This army, anchored in Metro Atlanta and in smaller pockets of mostly black cities and counties, helped ensure former Vice President Joe Biden pushed several thousand votes in front of President Trump in the state this week. Now the Democrats are on the verge of realizing a long-cherished dream: to turn around Georgia, which has not voted for a candidate for this party’s presidency since 1992.
That optimism gives the party further hope that its Senate candidates have a chance at two fights Runoff elections expected to unfold in January.
The 46-year-old Abrams, who became the first black woman to win a nomination for governor of the big party, was greeted flatly by Democratic leaders and activists on social media and elsewhere on Friday after Biden overtook Trump on the Georgia-counted ballot. The state continues to count overseas preliminary and military votes and is planning a recount.
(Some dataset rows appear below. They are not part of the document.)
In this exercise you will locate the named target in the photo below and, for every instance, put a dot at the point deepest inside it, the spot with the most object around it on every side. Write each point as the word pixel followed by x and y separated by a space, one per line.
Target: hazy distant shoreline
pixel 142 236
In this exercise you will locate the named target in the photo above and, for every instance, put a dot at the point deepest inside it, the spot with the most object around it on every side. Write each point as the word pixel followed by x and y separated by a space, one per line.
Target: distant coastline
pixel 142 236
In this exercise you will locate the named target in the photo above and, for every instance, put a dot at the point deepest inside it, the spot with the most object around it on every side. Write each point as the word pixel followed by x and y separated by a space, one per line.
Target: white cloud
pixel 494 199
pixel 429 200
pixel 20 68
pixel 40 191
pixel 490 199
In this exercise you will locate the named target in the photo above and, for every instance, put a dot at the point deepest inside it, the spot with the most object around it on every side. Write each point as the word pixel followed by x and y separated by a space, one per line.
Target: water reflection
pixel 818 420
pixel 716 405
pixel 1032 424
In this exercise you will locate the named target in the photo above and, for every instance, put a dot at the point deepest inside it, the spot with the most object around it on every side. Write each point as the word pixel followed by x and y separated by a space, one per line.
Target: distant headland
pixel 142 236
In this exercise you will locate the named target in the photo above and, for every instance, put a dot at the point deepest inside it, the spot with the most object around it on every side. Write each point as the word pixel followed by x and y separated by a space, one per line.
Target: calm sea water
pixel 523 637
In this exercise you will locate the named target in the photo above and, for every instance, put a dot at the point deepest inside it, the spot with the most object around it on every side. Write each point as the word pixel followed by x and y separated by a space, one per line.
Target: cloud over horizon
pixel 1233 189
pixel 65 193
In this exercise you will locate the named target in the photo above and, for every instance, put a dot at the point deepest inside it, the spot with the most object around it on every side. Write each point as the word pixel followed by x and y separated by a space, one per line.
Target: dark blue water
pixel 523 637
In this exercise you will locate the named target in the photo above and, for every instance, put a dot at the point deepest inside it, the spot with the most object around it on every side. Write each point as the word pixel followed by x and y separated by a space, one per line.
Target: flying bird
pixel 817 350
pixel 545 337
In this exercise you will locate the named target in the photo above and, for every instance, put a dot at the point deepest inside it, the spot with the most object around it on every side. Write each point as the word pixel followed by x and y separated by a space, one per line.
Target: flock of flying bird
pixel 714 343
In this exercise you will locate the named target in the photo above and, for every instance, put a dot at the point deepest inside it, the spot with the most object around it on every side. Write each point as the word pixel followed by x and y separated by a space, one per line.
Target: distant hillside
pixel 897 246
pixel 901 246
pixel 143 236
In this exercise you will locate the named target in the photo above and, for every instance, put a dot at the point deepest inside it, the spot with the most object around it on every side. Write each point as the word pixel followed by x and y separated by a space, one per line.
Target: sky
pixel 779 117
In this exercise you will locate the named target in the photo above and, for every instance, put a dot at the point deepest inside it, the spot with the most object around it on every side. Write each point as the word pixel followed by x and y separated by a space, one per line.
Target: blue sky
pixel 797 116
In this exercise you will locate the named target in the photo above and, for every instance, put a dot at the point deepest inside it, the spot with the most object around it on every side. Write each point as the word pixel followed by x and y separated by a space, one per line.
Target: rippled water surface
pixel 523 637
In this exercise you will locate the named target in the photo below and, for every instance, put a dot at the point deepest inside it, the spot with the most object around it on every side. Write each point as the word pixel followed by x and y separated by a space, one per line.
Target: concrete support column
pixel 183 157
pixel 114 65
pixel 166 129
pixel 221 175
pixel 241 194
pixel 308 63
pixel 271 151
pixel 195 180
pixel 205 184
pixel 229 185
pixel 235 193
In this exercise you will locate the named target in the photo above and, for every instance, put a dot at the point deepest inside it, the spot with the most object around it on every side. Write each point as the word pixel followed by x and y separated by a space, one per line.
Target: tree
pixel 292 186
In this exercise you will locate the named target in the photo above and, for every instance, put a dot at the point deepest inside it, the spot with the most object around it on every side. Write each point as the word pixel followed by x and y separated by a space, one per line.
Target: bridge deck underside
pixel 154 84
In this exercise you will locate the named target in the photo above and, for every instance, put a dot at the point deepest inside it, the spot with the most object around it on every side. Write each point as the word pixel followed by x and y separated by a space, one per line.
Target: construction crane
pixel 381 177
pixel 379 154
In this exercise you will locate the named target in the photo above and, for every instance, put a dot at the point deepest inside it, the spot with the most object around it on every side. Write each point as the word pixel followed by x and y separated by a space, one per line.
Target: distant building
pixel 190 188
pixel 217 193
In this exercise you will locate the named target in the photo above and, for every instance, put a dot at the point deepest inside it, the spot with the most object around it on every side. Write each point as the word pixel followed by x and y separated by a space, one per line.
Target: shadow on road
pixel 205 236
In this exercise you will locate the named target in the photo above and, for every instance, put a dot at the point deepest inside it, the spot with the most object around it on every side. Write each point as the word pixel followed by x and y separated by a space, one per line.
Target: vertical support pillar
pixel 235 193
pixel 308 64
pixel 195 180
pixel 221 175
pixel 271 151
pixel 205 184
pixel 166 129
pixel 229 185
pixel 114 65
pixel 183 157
The awards often mentioned the overall work of black women, who are among the most dedicated and active sections of the democratic electorate – both as voters and as activists like Abrams, who register voters, put them to vote, and increasingly run for office .
During the governor’s race in 2018, Abrams criticized Kemp for refusing to step down as the secretary of state, whose post oversees the elections, while he ran for governor. She also called him the “architect of voter suppression”.
When the competition ended 55,000 votes behind Abrams, she refused to admit Kemp – a decision that Conservatives and Republicans have criticized. Instead, she filed a lawsuit against the state for “gross negligence” in the administration of the elections and formed a faction called Fair Fight Action, which focused on fighting restrictive laws and educating people on how to protect their voting rights.
Abrams said it was important not to move away from 1.9 million voters who supported their candidacy, including many new voters or those who failed to vote in the last election because they didn’t think it would make a difference .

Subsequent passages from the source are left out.